This post shows how to do reverse crunches properly
How will your crunches look like, if your head was at your butt hole?
Great ideas (jet engine) always come from stupid thinking, I am sure, that was how the person who invented it thought.
Truth be told crunches work the upper abdominal muscles more than the lower abdominal muscles. Then the person who invented the workout though, hey a good way to work out my abdominals is to do the same crunches, but in reverse.
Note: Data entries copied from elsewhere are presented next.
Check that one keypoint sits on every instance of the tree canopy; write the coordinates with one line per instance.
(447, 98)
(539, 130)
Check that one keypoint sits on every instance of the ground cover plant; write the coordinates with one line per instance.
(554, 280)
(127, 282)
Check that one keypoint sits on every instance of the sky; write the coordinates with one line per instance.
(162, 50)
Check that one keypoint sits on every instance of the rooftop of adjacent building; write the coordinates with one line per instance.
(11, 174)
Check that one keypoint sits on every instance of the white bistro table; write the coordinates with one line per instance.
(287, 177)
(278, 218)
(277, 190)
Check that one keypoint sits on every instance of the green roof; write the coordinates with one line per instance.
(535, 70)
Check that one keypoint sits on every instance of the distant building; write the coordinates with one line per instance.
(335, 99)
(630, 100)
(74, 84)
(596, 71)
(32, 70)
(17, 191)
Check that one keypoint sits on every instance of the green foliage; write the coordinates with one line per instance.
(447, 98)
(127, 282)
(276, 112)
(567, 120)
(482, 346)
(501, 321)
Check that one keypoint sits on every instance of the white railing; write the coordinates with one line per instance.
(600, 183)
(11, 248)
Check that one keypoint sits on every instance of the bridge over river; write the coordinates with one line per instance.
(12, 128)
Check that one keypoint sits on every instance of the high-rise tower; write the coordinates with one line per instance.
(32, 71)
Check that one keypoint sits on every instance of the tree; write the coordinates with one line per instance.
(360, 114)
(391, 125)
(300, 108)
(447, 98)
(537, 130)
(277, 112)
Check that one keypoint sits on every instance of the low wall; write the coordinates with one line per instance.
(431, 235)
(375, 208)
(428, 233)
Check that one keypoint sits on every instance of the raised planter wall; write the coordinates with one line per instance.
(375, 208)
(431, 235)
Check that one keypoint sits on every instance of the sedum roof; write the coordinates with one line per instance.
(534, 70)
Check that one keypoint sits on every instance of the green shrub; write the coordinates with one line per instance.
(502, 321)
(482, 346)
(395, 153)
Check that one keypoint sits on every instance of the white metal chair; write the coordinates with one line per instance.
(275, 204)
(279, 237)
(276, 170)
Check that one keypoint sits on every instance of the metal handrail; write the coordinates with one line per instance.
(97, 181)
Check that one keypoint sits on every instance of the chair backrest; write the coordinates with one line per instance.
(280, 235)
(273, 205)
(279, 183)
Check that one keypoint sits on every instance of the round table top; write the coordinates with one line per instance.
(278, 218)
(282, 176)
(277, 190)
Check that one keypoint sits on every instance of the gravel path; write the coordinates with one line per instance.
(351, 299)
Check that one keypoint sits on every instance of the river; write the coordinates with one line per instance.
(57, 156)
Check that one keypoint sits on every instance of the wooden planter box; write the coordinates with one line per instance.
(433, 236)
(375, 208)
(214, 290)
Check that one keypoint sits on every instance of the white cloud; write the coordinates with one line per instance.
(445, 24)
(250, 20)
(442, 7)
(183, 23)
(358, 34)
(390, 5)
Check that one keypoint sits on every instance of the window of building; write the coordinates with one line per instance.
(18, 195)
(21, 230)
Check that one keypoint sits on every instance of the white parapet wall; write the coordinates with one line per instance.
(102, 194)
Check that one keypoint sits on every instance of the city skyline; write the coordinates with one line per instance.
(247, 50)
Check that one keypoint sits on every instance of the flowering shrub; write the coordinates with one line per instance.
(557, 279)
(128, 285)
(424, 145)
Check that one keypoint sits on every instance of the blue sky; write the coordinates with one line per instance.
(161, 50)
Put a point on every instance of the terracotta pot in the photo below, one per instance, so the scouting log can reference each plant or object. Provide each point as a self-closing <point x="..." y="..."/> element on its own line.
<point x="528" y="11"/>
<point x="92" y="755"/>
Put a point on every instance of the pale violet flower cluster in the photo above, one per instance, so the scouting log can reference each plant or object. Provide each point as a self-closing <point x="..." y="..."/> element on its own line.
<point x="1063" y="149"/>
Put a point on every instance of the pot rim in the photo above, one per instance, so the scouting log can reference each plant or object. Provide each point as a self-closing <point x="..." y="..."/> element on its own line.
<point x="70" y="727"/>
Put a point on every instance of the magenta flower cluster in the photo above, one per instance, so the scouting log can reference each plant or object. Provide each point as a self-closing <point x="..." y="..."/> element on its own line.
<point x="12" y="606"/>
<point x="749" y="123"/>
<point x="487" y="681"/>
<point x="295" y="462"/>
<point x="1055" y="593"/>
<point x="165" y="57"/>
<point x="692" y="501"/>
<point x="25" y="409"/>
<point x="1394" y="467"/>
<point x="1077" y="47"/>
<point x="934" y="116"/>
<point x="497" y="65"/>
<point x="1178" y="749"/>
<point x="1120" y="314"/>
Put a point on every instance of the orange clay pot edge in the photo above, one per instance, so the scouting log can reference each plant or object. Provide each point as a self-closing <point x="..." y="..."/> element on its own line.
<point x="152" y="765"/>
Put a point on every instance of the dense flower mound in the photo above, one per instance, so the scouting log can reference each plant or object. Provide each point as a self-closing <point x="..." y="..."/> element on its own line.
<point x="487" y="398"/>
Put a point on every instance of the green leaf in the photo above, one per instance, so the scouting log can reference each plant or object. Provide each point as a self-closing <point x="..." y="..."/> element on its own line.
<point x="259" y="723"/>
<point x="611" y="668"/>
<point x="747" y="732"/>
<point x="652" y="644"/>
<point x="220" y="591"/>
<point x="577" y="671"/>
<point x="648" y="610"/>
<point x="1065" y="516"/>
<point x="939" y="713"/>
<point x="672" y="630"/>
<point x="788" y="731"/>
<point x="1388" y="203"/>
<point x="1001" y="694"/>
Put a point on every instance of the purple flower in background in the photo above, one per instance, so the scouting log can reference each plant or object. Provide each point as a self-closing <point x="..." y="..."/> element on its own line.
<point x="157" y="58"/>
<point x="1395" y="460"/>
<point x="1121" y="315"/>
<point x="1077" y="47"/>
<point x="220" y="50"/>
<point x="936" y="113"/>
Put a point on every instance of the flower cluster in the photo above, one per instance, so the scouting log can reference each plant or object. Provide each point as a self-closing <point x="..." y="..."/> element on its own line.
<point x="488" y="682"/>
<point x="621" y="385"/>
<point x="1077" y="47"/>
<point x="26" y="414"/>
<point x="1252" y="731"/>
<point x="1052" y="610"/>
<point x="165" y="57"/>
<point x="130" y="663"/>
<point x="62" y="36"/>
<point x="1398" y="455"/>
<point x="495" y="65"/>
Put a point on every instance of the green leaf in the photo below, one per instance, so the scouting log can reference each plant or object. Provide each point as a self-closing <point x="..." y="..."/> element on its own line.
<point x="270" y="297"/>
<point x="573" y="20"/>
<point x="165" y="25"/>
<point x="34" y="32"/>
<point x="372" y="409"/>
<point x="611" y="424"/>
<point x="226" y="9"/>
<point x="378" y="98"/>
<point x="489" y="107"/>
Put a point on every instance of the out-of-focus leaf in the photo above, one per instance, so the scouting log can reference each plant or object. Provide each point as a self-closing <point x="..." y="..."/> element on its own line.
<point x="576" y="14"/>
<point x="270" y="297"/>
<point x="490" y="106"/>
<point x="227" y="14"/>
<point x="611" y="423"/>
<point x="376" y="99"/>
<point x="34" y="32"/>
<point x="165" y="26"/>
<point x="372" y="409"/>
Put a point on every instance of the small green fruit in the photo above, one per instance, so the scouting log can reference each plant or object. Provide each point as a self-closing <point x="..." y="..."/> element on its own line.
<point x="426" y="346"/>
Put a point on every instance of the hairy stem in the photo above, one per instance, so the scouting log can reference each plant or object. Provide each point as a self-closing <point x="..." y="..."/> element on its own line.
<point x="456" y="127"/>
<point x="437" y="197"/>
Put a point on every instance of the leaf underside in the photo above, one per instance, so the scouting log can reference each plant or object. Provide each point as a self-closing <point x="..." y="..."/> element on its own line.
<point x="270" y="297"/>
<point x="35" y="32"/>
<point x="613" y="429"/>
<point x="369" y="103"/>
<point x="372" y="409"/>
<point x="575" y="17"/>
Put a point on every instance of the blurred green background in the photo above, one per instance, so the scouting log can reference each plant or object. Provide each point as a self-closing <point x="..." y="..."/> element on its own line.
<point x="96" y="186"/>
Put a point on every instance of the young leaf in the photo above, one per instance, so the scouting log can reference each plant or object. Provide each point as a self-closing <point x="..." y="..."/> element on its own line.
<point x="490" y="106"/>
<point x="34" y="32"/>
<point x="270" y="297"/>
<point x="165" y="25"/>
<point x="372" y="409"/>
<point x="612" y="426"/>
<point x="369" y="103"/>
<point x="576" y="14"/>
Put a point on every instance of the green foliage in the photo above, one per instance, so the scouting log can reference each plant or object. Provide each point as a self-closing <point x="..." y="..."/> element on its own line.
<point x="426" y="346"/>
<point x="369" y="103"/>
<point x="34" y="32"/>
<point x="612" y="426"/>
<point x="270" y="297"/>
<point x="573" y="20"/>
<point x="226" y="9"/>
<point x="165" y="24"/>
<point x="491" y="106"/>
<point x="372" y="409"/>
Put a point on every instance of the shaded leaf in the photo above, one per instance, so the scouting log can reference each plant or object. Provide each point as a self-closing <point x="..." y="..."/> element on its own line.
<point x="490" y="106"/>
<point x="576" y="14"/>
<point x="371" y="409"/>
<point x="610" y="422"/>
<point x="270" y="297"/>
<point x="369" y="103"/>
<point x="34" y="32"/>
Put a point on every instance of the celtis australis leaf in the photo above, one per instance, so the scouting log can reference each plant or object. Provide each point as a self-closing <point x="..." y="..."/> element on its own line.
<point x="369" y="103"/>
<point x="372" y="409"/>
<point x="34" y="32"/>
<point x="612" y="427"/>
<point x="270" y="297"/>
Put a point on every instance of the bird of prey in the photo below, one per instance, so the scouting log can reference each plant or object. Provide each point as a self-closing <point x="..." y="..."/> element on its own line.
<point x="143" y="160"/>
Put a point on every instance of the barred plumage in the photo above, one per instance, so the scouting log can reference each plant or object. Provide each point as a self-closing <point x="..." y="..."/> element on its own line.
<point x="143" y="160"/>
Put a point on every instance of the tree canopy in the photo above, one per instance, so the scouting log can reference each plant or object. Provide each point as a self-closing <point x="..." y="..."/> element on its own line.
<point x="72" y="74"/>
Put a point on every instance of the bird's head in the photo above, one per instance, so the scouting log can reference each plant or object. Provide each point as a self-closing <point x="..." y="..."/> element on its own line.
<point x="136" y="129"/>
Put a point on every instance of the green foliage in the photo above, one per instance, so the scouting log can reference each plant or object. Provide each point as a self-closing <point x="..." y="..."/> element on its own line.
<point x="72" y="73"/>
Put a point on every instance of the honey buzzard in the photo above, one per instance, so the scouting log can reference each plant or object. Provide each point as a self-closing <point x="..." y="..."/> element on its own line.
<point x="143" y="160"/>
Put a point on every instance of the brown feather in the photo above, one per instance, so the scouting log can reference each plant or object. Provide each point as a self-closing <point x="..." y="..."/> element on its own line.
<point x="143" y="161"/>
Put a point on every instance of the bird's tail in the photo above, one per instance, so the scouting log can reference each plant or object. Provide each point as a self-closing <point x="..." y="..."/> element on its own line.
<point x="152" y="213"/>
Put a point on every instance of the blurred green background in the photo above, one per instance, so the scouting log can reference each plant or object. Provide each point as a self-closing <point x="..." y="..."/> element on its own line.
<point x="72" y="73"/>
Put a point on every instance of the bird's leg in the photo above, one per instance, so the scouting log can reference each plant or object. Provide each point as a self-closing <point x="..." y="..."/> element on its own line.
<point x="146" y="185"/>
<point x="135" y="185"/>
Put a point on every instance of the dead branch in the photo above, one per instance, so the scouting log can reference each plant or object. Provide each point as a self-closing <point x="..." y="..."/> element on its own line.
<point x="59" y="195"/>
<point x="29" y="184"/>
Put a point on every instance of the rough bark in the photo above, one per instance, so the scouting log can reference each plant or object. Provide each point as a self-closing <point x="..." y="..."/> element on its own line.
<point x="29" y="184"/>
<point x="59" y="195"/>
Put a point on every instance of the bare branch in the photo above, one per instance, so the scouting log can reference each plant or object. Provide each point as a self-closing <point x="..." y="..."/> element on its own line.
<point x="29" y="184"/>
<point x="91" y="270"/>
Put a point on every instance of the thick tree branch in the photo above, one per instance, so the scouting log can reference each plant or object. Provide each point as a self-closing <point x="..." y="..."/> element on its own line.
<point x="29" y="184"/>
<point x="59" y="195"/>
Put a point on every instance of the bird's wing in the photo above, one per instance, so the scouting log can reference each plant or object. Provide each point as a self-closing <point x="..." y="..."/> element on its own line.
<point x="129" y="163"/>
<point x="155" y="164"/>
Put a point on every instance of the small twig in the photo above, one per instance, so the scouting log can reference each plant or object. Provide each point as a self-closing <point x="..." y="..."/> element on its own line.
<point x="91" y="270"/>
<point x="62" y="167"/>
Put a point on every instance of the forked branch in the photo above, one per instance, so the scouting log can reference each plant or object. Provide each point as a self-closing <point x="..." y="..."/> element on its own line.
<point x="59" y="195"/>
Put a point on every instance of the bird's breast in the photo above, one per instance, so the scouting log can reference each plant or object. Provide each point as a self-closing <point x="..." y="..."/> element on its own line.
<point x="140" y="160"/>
Then tada, the reverse crunch was born.
How to do the reverse crunch
As I said, it would be easier to grasp the concept of the reverse crunch if you imagined that your head is at your butt.
Now if your head is at your butt, then your arms will function as your legs. But since you technically don’t have arms there, your leg arms can’t hold anything as your handheld your head, during a normal crunch. As such, your legs (which now function as your butt head hands), will now hang in the air, as it pretends to be an arm that holds the imaginary head.
Whew, that was as confusing as it was as exhausting. Even I am tired of typing that weird theory. As such, I have decided to list the steps in an easy to digest manner:
- Clean the ground, surface or bench where you want to do the crunch.
- Lay flat on your back, on the cleaned surface.
- Ever so slightly, raise your legs (pretend you are holding your poop as head).
- Raise your legs higher to mimic the movement of a normal crunch.
Benefits of Reverse Crunch
Unlike normal crunches, the reverse crunch is an exercise that can be easily mastered within a short period of time.
In fact, it is the only exercise that does what crunches are meant to do (train the back) since many people don’t know how to execute the crunches properly.
As such, I have outlined some benefits of the reverse crunch:
- Engages back muscles better, since many people don’t know the proper technique for doing crunches.